Tracking the origins and development of biodiversity offsetting in academic research and its implications for conservation: A review Pages 492-503, by Coralie Calvet, Guillaume Ollivier, Claude Napoleone
In this article the authors examine the origins, characteristics and dynamics of biodiversity offsets in academic papers across three decades identifying three stages in the development of the concept in academia, and highlight the influence of specific countries, authors, research areas and articles. Findings include that non-academic institutions were particularly influential, particularly environmental NGOs. The review highlights the use of an economic rationale to frame offsets rather than an ecological one.
Locking in loss: Baselines of decline in Australian biodiversity offset policies Pages 504-512, by Martine Maron, Joseph W. Bull, Megan C. Evans, Ascelin Gordon
In this article the authors examine assumptions about baseline biodiversity decline scenarios in offset projects in Australia. Determining whether an offset can compensate for a given impact requires accurate assumptions about the counterfactual scenario (or "crediting baseline") – what would have happened without the offset. Accurate crediting baseline scenarios are therefore critically important to achieving no net loss. The paper looks at crediting baselines used in policies across Australia and compares them with recent estimates of vegetation decline and finds that assumed crediting baseline declines were more than 5 times steeper than recent rates of vegetation loss. The authors conclude that crediting baselines in Australia risk exacerbating biodiversity loss.
Towards strategic offsetting of biodiversity loss using spatial prioritization concepts and tools: A case study on mining impacts in Australia Pages 513-521, by H. Kujala, A.L. Whitehead, W.K. Morris, B.A. Wintle
In this article the authors explore ways to improve offset outcomes through landscape level or "regional offset" approaches, underpinned by concepts of complementarity and irreplaceability. Irreplaceability essentially means that some sites cannot be offset due to their uniqueness. Complementarity means that mitigation measures are not taken in isolation but are identified in such a way as to improve the conservation status of key biodiversity features in the offset target area as efficiently as possible. The authors argue that although there is no optimal solution for all species, an improved understanding of regional-scale impacts will lead to a more efficient identification of offset sites and improved biodiversity outcomes.

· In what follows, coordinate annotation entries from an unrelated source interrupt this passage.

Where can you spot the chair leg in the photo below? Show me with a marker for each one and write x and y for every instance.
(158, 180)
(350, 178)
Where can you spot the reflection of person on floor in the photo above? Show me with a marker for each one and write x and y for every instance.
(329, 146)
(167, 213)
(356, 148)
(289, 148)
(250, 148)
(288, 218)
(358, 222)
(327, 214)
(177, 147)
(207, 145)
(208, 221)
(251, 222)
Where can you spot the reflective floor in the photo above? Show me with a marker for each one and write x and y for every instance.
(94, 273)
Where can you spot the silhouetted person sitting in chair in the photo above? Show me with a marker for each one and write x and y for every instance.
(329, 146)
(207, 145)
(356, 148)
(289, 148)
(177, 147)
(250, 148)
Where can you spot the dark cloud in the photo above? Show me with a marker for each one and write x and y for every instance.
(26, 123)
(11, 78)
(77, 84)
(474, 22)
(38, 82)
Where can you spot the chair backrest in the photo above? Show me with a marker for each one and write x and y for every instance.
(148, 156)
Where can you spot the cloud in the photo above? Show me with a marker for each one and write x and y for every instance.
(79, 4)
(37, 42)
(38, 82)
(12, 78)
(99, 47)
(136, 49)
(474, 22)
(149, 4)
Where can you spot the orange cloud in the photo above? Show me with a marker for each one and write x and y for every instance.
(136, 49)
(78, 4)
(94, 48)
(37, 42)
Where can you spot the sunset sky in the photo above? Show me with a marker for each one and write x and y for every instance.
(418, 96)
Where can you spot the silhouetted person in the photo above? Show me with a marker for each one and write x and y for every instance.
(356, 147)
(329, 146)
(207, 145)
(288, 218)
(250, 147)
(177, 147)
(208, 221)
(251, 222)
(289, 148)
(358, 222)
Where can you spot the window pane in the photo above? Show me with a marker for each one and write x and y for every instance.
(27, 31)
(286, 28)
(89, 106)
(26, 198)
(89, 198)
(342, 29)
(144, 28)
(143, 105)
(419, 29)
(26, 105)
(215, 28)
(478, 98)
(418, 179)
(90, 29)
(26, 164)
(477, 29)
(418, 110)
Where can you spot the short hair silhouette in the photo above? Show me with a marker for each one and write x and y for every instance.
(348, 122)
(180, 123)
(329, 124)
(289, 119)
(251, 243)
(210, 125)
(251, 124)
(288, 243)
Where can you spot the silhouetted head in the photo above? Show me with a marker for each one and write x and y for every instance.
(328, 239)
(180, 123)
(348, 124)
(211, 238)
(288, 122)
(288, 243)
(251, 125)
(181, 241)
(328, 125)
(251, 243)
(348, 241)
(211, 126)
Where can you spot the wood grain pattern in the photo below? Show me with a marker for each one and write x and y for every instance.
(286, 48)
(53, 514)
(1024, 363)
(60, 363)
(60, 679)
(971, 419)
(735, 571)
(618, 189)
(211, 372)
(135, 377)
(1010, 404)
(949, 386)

Categories of flexibility in biodiversity offsetting, and their implications for conservation Pages 522-532, by J.W. Bull, M.J. Hardy, A. Moilanen, A. Gordon
In some cases it might be appropriate to relax the like-for-like compensation requirements of an offset if an out-of-kind offset can improve conservation outcomes for higher priority species. The authors of this paper explore this and other types of flexibility in implementing biodiversity offsets by first categorizing the different types of flexibility that can be found in offset schemes. They then explore ecological outcomes under two types of flexibility in biodiversity offsets policy, simulating policies that are flexible in time (offsets implemented before or after development) and flexible in type (out-of-kind offsets).
Biodiversity offsetting as a commodification process: A French case study as a concrete example
Pages 533-540, by Benoît Dauguet
In this article the author argues that biodiversity offsetting, by "relying upon the equity and exchangeability of habitats" represents a commodification process by itself, regardless of the institutional arrangements under which it is implemented. A French biodiversity offset management plan and related guidelines and regulations are analyzed. The author concludes that more than balancing losses and gains, biodiversity offsets assume a general fungibility of species, environments and habitats, with commodification occurring not during the quantification of biological parameters but when exchange value are defined between them.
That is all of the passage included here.